L’atelier est initié par les ONGs Vétérinaires sans frontières suisse (VSF-Suisse) et Gestion de l’environnement et valorisation des produits agropastoraux et forestiers (GEVAPAF), avec l’appui technique et financier de la commission de la Communauté économique des états de l’Afrique de l’ouest (CEDEAO) et du ministère Fédéral allemand de la coopération économique et du développement (BMZ). Il s’inscrit dans la mise en œuvre du projet « Renforcement de la résilience et développement socio-économique des ménages vulnérables (y compris les rapatriés) dans les régions nord Togo ».
Ce projet qui s’étend de mai 2024 à octobre 2025 vise à terme à contribuer à l’amélioration des conditions de vie et de sécurité alimentaire des populations des régions des Savanes, de la Kara et Centrale qui souffrent d’un accès limité aux infrastructures de base. La formation a permis de donner des outils nécessaires à ces pêcheurs et agro-pécheurs pour redorer le blason de leur métier en se conformant aux règles et textes qui régissent ce secteur d’activité afin d’en tirer un meilleur profit.

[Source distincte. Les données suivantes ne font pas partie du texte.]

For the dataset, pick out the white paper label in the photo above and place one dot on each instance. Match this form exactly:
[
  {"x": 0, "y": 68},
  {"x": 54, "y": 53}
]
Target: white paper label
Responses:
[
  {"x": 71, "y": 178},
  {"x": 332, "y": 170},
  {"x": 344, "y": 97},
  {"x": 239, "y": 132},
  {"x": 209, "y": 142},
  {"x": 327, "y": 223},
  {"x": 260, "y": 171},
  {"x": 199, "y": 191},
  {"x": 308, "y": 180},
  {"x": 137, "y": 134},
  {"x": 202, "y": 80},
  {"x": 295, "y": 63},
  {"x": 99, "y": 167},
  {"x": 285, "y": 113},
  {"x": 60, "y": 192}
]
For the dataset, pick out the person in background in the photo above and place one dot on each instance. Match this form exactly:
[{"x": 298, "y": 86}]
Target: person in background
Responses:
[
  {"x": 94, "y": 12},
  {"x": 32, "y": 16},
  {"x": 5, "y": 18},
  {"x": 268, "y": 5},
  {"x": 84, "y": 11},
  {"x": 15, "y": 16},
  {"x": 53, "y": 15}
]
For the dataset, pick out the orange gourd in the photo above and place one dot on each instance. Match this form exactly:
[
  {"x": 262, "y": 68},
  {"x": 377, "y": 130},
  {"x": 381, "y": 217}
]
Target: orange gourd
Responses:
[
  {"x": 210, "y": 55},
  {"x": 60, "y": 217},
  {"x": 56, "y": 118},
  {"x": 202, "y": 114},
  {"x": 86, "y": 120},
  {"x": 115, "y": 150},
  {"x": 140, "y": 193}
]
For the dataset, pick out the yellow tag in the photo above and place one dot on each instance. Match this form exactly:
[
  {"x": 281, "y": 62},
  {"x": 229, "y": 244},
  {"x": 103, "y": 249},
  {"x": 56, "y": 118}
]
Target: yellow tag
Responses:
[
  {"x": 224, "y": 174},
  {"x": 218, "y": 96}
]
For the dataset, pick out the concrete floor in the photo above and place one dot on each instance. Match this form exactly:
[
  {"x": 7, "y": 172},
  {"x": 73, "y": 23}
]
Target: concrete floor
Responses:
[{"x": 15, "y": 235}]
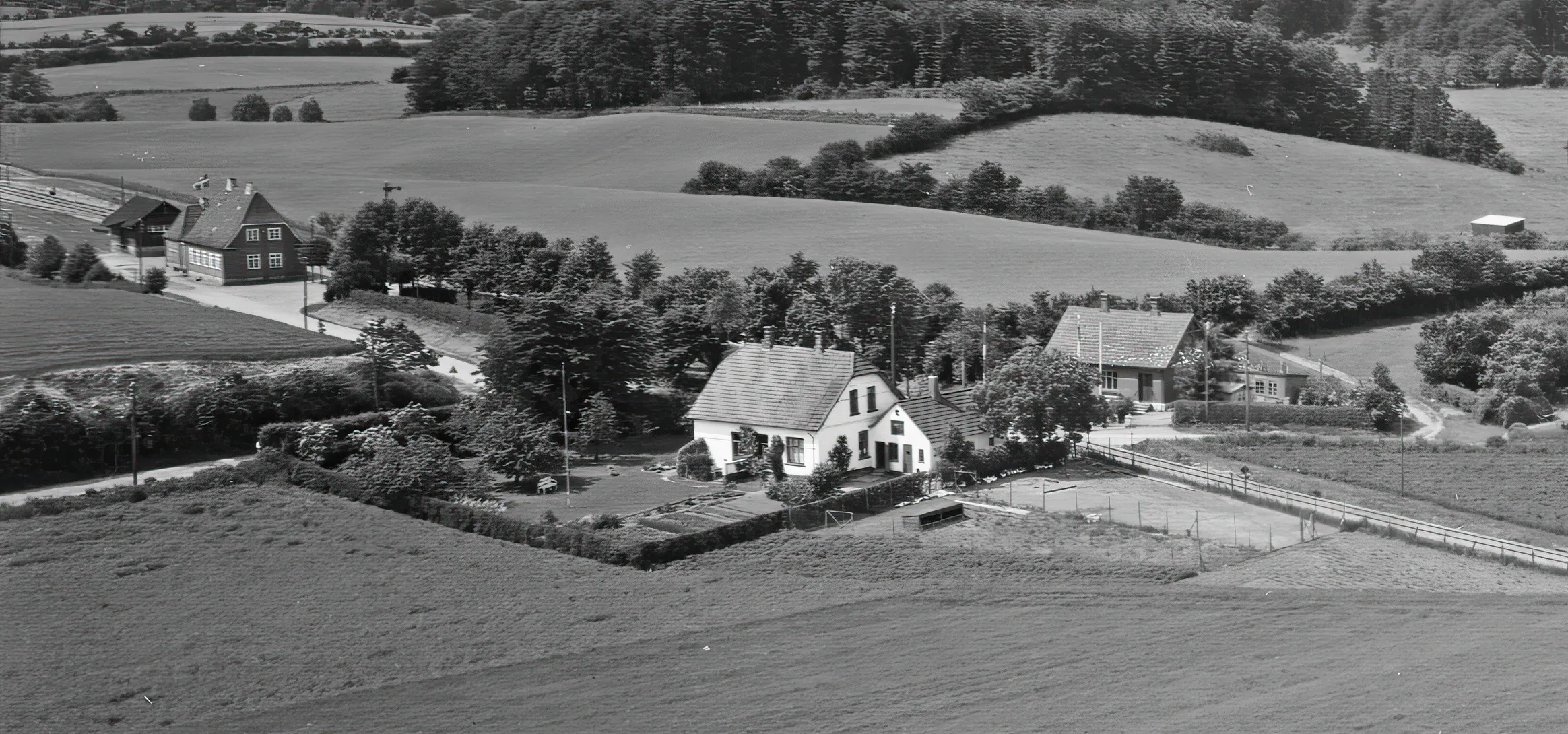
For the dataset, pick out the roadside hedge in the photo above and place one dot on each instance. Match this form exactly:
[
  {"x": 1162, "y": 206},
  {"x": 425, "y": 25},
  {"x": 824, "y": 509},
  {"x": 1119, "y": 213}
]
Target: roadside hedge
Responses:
[{"x": 1192, "y": 411}]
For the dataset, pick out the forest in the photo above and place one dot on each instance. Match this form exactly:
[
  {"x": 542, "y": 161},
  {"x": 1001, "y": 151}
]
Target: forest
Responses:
[{"x": 1002, "y": 59}]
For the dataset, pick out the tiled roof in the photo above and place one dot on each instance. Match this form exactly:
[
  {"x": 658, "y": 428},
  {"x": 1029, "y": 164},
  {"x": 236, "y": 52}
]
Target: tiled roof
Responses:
[
  {"x": 780, "y": 387},
  {"x": 132, "y": 211},
  {"x": 223, "y": 218},
  {"x": 1132, "y": 337},
  {"x": 935, "y": 415}
]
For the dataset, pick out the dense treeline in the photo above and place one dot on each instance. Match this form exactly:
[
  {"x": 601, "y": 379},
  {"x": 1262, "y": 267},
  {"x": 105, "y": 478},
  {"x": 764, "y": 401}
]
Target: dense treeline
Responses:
[
  {"x": 1002, "y": 59},
  {"x": 48, "y": 436},
  {"x": 1146, "y": 206}
]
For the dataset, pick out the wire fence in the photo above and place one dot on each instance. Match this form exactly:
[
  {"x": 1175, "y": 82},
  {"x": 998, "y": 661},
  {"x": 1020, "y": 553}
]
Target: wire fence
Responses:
[{"x": 1327, "y": 510}]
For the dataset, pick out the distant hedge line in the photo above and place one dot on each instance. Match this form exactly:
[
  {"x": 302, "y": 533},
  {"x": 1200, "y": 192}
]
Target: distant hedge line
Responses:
[{"x": 1192, "y": 411}]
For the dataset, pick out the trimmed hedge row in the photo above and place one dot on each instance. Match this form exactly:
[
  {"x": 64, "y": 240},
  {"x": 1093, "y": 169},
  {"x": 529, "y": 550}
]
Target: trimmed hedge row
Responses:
[{"x": 1192, "y": 411}]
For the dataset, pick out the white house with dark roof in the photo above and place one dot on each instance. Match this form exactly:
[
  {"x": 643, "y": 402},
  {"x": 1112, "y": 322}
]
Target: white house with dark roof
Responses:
[
  {"x": 1136, "y": 349},
  {"x": 236, "y": 237},
  {"x": 810, "y": 396}
]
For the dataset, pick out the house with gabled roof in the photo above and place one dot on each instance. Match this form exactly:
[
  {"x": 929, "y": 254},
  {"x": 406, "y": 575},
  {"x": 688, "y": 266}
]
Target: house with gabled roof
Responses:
[
  {"x": 139, "y": 225},
  {"x": 236, "y": 237},
  {"x": 808, "y": 397},
  {"x": 1136, "y": 350}
]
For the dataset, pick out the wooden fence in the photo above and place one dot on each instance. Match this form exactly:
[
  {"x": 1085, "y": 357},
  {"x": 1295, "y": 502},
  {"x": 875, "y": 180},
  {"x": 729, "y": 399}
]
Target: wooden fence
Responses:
[{"x": 1330, "y": 510}]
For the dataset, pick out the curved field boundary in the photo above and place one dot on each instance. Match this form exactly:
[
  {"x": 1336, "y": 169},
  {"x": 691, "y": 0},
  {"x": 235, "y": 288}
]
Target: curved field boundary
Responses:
[{"x": 1305, "y": 504}]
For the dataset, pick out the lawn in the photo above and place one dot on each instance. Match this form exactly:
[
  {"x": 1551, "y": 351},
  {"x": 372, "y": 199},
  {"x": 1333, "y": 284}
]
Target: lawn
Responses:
[
  {"x": 1316, "y": 187},
  {"x": 61, "y": 328},
  {"x": 339, "y": 102},
  {"x": 206, "y": 24}
]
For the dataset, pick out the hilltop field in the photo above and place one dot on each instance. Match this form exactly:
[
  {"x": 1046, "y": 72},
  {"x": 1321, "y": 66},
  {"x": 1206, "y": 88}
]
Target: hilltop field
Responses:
[
  {"x": 617, "y": 178},
  {"x": 206, "y": 24},
  {"x": 1321, "y": 189}
]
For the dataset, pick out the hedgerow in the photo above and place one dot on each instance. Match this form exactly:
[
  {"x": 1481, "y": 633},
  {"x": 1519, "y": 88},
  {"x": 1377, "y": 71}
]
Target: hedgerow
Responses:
[{"x": 1196, "y": 411}]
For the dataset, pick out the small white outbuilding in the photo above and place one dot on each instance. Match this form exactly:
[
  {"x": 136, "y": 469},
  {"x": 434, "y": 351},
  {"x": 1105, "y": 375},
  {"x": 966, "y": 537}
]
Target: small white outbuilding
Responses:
[{"x": 1498, "y": 225}]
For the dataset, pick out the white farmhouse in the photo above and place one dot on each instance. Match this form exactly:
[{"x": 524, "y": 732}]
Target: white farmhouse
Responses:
[{"x": 810, "y": 397}]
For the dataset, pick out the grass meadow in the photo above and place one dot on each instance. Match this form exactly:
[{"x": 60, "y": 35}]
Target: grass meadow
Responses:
[
  {"x": 63, "y": 328},
  {"x": 1319, "y": 189},
  {"x": 218, "y": 73},
  {"x": 206, "y": 24}
]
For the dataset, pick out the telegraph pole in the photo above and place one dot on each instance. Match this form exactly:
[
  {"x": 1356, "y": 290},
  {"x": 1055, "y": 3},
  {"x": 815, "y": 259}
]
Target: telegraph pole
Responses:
[{"x": 566, "y": 440}]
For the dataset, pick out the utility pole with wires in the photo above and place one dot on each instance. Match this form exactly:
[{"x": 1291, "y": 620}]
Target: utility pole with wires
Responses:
[{"x": 566, "y": 440}]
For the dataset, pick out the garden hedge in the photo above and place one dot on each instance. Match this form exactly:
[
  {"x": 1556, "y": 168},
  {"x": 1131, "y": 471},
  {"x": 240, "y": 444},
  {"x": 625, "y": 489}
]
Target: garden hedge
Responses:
[{"x": 1192, "y": 411}]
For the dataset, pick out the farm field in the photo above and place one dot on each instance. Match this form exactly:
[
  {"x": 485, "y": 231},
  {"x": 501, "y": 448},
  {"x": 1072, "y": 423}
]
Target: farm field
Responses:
[
  {"x": 245, "y": 598},
  {"x": 218, "y": 73},
  {"x": 1520, "y": 487},
  {"x": 1528, "y": 123},
  {"x": 1365, "y": 562},
  {"x": 339, "y": 102},
  {"x": 878, "y": 106},
  {"x": 66, "y": 328},
  {"x": 1319, "y": 189},
  {"x": 206, "y": 24},
  {"x": 740, "y": 232},
  {"x": 1004, "y": 661}
]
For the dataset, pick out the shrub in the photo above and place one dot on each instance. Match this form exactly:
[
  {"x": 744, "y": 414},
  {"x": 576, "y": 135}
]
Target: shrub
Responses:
[
  {"x": 251, "y": 108},
  {"x": 203, "y": 110},
  {"x": 694, "y": 461},
  {"x": 1192, "y": 411},
  {"x": 1220, "y": 143}
]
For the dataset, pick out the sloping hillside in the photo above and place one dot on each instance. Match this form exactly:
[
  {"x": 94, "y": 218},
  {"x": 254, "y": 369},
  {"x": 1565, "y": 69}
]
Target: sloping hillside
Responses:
[
  {"x": 983, "y": 258},
  {"x": 1316, "y": 187},
  {"x": 651, "y": 153}
]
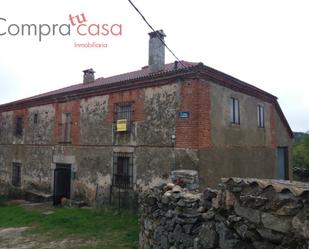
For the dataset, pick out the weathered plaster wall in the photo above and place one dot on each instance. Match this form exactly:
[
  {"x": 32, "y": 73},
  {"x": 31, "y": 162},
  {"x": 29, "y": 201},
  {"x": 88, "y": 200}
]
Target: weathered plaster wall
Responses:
[
  {"x": 161, "y": 106},
  {"x": 42, "y": 131},
  {"x": 6, "y": 129},
  {"x": 283, "y": 139},
  {"x": 221, "y": 162},
  {"x": 224, "y": 133},
  {"x": 94, "y": 128}
]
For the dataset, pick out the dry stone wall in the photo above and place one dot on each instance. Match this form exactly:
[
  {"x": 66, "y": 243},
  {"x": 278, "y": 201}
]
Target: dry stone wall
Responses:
[{"x": 241, "y": 213}]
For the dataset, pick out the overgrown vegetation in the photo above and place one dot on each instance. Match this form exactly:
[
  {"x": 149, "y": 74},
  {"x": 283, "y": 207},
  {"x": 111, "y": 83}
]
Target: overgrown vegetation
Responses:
[
  {"x": 301, "y": 152},
  {"x": 110, "y": 229}
]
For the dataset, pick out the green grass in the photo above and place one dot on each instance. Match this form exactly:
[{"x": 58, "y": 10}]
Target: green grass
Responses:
[{"x": 113, "y": 230}]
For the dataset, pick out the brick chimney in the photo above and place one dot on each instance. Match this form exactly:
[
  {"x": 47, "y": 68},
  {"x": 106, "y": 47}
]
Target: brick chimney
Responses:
[
  {"x": 88, "y": 76},
  {"x": 156, "y": 51}
]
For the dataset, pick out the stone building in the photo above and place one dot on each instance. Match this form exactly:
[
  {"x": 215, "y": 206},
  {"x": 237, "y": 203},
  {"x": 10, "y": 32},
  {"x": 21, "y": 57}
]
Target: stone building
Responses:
[{"x": 129, "y": 131}]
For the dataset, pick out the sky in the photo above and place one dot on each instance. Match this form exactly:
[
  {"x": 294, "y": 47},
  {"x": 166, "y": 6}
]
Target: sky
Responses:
[{"x": 262, "y": 42}]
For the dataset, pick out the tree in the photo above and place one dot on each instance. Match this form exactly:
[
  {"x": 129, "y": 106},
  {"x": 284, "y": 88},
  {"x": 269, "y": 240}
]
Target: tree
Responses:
[{"x": 301, "y": 152}]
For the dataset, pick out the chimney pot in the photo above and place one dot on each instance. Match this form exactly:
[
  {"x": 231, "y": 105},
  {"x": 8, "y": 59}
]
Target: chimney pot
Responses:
[
  {"x": 88, "y": 76},
  {"x": 156, "y": 51}
]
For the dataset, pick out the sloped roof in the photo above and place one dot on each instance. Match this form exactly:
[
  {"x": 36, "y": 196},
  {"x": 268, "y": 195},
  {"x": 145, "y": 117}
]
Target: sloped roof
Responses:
[
  {"x": 143, "y": 78},
  {"x": 139, "y": 74},
  {"x": 296, "y": 188}
]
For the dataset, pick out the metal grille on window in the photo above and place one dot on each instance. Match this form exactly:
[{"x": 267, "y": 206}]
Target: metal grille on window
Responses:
[
  {"x": 35, "y": 118},
  {"x": 234, "y": 111},
  {"x": 261, "y": 120},
  {"x": 123, "y": 170},
  {"x": 16, "y": 174},
  {"x": 123, "y": 117},
  {"x": 19, "y": 126},
  {"x": 67, "y": 128}
]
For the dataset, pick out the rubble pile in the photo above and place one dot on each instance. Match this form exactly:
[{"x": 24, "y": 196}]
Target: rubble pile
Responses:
[{"x": 242, "y": 213}]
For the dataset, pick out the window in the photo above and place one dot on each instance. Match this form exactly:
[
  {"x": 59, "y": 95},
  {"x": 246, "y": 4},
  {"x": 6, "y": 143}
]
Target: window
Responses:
[
  {"x": 123, "y": 117},
  {"x": 260, "y": 113},
  {"x": 35, "y": 118},
  {"x": 234, "y": 111},
  {"x": 123, "y": 170},
  {"x": 19, "y": 126},
  {"x": 66, "y": 127},
  {"x": 16, "y": 174}
]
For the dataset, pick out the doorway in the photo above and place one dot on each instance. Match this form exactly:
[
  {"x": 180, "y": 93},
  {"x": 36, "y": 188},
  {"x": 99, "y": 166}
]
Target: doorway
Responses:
[
  {"x": 282, "y": 163},
  {"x": 62, "y": 182}
]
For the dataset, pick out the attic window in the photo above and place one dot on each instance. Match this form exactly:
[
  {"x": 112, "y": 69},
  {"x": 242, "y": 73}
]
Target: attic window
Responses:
[
  {"x": 261, "y": 119},
  {"x": 123, "y": 116},
  {"x": 234, "y": 111},
  {"x": 35, "y": 118}
]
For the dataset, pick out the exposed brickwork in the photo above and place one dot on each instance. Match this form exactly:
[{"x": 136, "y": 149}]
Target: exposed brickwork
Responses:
[
  {"x": 204, "y": 135},
  {"x": 194, "y": 132},
  {"x": 273, "y": 132},
  {"x": 137, "y": 98},
  {"x": 72, "y": 107}
]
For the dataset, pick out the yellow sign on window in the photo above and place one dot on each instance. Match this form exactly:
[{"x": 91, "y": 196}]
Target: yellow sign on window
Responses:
[{"x": 122, "y": 125}]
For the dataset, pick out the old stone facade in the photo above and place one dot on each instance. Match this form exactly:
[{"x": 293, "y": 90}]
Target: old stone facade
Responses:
[
  {"x": 241, "y": 214},
  {"x": 177, "y": 115}
]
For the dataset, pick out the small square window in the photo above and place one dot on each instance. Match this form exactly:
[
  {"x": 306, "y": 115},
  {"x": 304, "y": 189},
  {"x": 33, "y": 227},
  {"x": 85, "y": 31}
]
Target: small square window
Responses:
[
  {"x": 123, "y": 170},
  {"x": 123, "y": 117},
  {"x": 16, "y": 175}
]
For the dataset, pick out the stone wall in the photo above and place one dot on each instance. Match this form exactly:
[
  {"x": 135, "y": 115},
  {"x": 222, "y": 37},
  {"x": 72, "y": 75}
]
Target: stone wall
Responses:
[{"x": 242, "y": 213}]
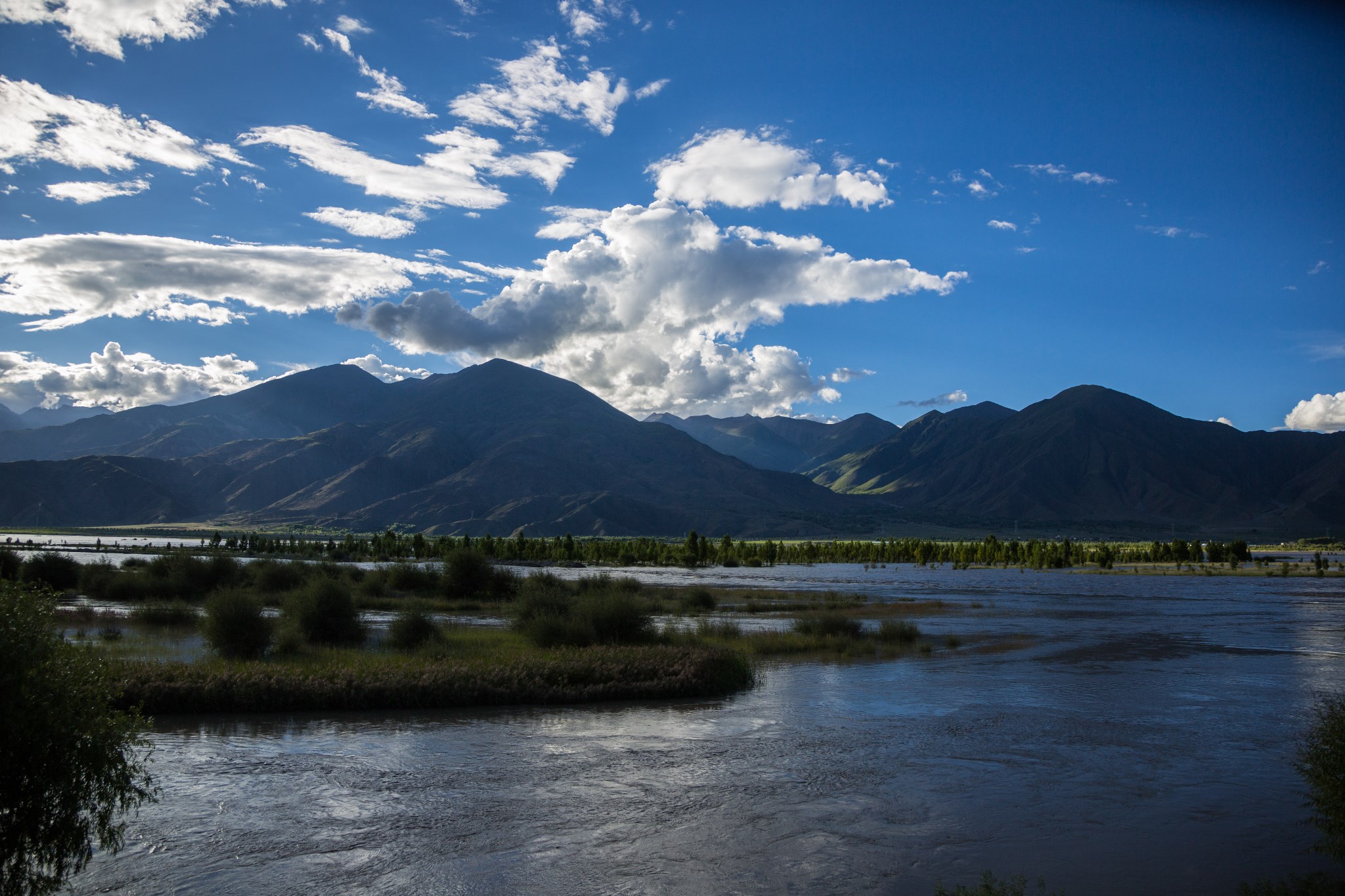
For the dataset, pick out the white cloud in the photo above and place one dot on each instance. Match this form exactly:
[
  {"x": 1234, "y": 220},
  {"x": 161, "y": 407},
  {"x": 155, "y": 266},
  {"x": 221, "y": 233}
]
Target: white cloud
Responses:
[
  {"x": 1064, "y": 174},
  {"x": 649, "y": 312},
  {"x": 363, "y": 223},
  {"x": 1325, "y": 413},
  {"x": 536, "y": 86},
  {"x": 571, "y": 223},
  {"x": 389, "y": 93},
  {"x": 651, "y": 89},
  {"x": 450, "y": 177},
  {"x": 100, "y": 26},
  {"x": 37, "y": 125},
  {"x": 88, "y": 276},
  {"x": 118, "y": 381},
  {"x": 744, "y": 171},
  {"x": 92, "y": 191},
  {"x": 848, "y": 373},
  {"x": 956, "y": 396},
  {"x": 351, "y": 26},
  {"x": 385, "y": 371}
]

Sous la conduite du consultant en pêche, Dr. Sédzro Mawoè Kossi, les participants ont suivi des modules sur « Les engins et filets appropriés pour la pêche », « Les techniques de pêche », « Le repos biologique des poissons », « L’hygiène dans la transformation des produits de pêche », « Les lois 2016 du 24 octobre régissant le secteur de la pêche », « L’approche écosystémique », « Les qualités d’un pêcheur ». Des visites pratiques sur le terrain ont également marqué les travaux.
Le représentant du directeur de l’ONG GEVAPAF, Agbo Paul a exprimé sa reconnaissance au formateur pour sa disponibilité à transmettre ses connaissances et expériences à ces pêcheurs « amateurs » pour mieux se réorganiser en se conformant aux dispositions en vigueur en matière de pêche. M. Agbo a convié les participants à partager dans leurs coopératives les enseignements reçus afin que les autres membres soient au même niveau d’information. Il a remercié les partenaires financiers et techniques pour leurs appuis multiformes dans la mise en œuvre de ce projet.
Le formateur fait savoir qu’un vrai pêcheur doit disposer qu’une carte professionnelle et d’un permis de pêche. « Il doit aussi observer le repos biologique des poissons afin de permettre à ces êtres de mieux se regénérer », a-t-il conseillé. M. Sédzro a invité les transformatrices à éviter de fumer les poissons avec les bois secs et à privilégier plutôt le charbon de bois afin de se prémunir contre le cancer. Il a encouragé les coopératives à se conformer aux lois en vigueur afin d’exercer leur métier en toute quiétude.